Li-Ion batteries, what are the differences?

I just had another of my laptop batteries fail on me, and I thought instead of spending another $130 I'd see about replacing the cells. I now have 2 dead batteries, so I opened one up.

Inside I found a tiny control board and 6 18650 Li-Ion cells in 3 pairs of 2 in parallel. From what I've read online this is pretty standard.

Having checked the usual sources online, I've found the cells cost $6 each for "made in China" or $15 for "made in Japan". Is there really that much difference in what you get? I also seem them rated at 3.6 or 3.7 volts in different brands (independant of country).

The notebook is a Mac Powerbook, and the original batteries were recalled because a couple of people had them explode, and it turned out the recalled batteries used Chinese cells instead of the Japanese ones that Apple intended (due to poor quality, there were impurities in the electrolye which shorted out the cells internally and caused them to explode).
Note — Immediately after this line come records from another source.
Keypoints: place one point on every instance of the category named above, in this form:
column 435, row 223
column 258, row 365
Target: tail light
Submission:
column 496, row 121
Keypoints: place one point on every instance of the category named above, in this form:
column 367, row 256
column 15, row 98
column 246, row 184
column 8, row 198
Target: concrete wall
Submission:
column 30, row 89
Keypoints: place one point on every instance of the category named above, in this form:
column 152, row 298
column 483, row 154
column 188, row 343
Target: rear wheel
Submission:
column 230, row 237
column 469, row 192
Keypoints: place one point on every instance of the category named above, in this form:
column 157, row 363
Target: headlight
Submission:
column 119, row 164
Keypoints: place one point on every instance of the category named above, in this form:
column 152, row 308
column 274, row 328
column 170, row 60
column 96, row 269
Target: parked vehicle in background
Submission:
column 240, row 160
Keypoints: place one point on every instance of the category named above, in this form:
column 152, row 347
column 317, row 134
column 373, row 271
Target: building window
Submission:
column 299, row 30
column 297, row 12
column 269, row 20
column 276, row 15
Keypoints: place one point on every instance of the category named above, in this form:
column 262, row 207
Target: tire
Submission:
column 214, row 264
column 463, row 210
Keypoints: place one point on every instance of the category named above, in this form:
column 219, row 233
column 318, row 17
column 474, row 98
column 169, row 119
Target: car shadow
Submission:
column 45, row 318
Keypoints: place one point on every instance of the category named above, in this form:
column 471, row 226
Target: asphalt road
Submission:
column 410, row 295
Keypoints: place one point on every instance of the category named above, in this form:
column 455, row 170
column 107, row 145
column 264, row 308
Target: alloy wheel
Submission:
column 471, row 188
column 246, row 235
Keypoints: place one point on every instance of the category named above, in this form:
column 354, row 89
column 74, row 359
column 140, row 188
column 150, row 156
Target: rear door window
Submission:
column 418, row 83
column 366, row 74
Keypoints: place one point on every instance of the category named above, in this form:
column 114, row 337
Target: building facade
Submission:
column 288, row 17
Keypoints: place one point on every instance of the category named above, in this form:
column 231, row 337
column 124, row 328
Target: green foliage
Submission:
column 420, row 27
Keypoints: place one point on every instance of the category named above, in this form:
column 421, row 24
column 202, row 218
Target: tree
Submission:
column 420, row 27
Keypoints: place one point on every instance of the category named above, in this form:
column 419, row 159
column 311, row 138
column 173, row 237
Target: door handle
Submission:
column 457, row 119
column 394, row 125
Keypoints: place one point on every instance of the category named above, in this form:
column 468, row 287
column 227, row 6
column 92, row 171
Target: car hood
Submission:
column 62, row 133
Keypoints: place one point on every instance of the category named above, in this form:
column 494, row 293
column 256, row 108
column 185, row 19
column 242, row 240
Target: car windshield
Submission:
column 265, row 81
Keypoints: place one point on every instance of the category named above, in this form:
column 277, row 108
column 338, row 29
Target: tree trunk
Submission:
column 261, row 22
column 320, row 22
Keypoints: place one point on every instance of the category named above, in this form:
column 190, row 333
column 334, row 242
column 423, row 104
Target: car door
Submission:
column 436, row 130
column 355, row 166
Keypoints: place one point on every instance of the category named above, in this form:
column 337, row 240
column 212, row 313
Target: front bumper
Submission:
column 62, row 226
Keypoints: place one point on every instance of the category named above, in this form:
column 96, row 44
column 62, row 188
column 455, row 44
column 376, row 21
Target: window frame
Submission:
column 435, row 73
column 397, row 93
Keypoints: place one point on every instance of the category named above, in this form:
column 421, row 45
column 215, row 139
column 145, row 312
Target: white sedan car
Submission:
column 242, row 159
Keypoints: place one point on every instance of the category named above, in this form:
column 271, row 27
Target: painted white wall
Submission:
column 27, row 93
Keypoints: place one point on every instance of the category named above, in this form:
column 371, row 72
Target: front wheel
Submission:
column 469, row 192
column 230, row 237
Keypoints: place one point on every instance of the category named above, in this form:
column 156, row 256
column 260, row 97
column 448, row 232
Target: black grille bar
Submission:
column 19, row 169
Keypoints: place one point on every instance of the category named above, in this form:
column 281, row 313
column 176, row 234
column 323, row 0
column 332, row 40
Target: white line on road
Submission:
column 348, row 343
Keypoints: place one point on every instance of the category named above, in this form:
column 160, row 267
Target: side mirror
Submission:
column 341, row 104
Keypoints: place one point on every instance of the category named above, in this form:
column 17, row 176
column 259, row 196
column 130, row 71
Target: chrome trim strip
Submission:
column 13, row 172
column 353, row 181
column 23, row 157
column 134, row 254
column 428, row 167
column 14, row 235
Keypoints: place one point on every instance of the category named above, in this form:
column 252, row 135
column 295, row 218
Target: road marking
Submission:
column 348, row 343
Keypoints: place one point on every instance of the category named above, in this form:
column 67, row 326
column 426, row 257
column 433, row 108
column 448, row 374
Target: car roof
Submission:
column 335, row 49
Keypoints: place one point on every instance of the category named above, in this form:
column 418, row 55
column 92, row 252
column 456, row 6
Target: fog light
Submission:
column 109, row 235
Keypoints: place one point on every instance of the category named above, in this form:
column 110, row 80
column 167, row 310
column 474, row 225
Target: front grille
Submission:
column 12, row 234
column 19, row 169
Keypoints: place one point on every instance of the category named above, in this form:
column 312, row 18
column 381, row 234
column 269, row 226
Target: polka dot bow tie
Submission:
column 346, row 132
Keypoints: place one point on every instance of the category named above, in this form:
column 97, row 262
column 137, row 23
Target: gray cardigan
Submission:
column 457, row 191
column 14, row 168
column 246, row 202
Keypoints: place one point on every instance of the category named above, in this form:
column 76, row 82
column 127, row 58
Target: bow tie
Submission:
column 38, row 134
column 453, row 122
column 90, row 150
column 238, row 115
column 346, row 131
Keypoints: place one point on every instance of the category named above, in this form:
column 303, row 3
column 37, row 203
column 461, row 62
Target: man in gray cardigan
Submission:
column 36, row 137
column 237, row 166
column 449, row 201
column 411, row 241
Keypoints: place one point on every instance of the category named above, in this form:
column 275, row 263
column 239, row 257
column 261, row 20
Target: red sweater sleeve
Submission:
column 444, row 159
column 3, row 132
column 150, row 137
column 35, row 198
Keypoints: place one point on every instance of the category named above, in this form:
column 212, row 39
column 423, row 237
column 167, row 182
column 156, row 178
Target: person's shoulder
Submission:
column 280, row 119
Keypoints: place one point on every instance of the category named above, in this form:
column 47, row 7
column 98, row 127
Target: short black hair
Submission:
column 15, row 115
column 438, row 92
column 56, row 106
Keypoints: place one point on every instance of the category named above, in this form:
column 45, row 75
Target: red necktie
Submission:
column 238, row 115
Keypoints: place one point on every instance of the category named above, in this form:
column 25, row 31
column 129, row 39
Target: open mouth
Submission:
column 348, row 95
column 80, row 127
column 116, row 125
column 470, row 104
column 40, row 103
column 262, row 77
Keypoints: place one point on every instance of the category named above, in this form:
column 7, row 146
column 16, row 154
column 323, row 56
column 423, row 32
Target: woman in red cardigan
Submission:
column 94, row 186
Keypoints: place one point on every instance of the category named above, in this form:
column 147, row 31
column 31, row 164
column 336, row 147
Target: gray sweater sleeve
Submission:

So I'm left with a choice of Chinese cells for $36 vs Japanese for $90 (in which case maybe I should just buy the new battery complete from Apple). Anyone have some insight into the differences? And what about the different voltage issue?

Thanks.

One thing that the Control-board does is send information to os x on how much juice there is left in the cells. I failed to "calibrate" (load it full,unplug, wait untill it goes to sleep,fully recharge) So mine does think I have more power in the cells then I actually do.

This might be a problem to you though, with the control board thinking that it has less juice then it does.

If you find a way to reset the control-board memory I'd be happy to know!